2. The computer implemented method of claim 1, wherein the command instructs the application to reject a portion of access requests received by the application from one or more client devices.

3. The computer implemented method of claim 1, wherein the command instructs the application to reject all access requests received by the application from one or more client devices.

4. The computer implemented method of claim 1, wherein the command instructs the application to reject a portion of access requests received by the application from one or more client devices for an amount of time.

5. The computer implemented method of claim 1, wherein the command instructs the application to limit one or more concurrent transaction executions performed by the application.

6. The computer implemented method of claim 1, wherein the one or more computational transaction metrics include a rate of infrastructure hardware usage.

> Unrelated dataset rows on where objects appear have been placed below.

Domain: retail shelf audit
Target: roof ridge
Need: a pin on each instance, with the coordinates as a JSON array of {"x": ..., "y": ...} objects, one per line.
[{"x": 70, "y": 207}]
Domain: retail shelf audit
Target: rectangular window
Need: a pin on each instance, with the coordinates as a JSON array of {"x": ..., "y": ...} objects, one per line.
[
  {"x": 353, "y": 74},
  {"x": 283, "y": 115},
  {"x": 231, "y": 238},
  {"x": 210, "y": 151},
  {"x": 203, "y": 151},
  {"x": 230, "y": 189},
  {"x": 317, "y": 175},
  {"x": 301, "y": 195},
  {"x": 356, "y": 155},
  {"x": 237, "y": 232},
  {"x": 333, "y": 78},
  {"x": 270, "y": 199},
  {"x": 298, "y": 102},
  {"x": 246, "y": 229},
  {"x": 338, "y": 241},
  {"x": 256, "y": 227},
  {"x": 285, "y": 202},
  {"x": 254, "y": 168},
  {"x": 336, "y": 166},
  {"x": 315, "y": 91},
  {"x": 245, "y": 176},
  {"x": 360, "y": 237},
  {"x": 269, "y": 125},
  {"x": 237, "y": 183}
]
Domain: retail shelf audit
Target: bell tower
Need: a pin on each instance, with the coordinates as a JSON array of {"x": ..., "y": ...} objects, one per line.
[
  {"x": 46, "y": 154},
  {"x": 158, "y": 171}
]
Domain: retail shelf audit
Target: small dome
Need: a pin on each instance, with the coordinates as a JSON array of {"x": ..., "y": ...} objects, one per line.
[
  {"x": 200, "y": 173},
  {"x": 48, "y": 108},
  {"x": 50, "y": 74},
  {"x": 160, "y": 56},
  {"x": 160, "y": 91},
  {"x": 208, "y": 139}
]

7. The computer implemented method of claim 1, wherein the one or more computational transaction metrics include an application traffic trend.

8. A system, comprising:

a memory; and

at least one processor coupled to the memory and configured to: train a machine learning model to identify a potential application failure based on a set of computational transaction metrics; monitor one or more computational transaction metrics corresponding to an application executing on a server; detect a potential failure of the application by applying the one or more computational transaction metrics to the machine learning model; and in response to the detecting, transmit a command to the application to limit transaction access.

9. The system of claim 8, wherein the command instructs the application to reject a portion of access requests received by the application from one or more client devices.

10. The system of claim 8, wherein the command instructs the application to reject all access requests received by the application from one or more client devices.

11. The system of claim 8, wherein the command instructs the application to reject a portion of access requests received by the application from one or more client devices for an amount of time.

12. The system of claim 8, wherein the command instructs the application to limit one or more concurrent transaction executions performed by the application.

13. The system of claim 8, wherein the one or more computational transaction metrics include a rate of infrastructure hardware usage.

14. The system of claim 8, wherein the one or more computational transaction metrics include an application traffic trend.

15. A non-transitory computer-readable device having instructions stored thereon that, when executed by at least one computing device, cause the at least one computing device to perform operations comprising:

training a machine learning model to identify a potential application failure based on a set of computational transaction metrics;

monitoring one or more computational transaction metrics corresponding to an application executing on a server;

detecting a potential failure of the application by applying the one or more computational transaction metrics to the machine learning model; and

in response to the detecting, transmitting a command to the application to limit transaction access.

16. The non-transitory computer-readable device of claim 15, wherein the command instructs the application to reject a portion of access requests received by the application from one or more client devices.

17. The non-transitory computer-readable device of claim 15, wherein the command instructs the application to reject a portion of access requests received by the application from one or more client devices for an amount of time.

18. The non-transitory computer-readable device of claim 15, wherein the command instructs the application to limit one or more concurrent transaction executions performed by the application.

19. The non-transitory computer-readable device of claim 15, wherein the one or more computational transaction metrics include a rate of infrastructure hardware usage.

20. The non-transitory computer-readable device of claim 15, wherein the one or more computational transaction metrics include an application traffic trend.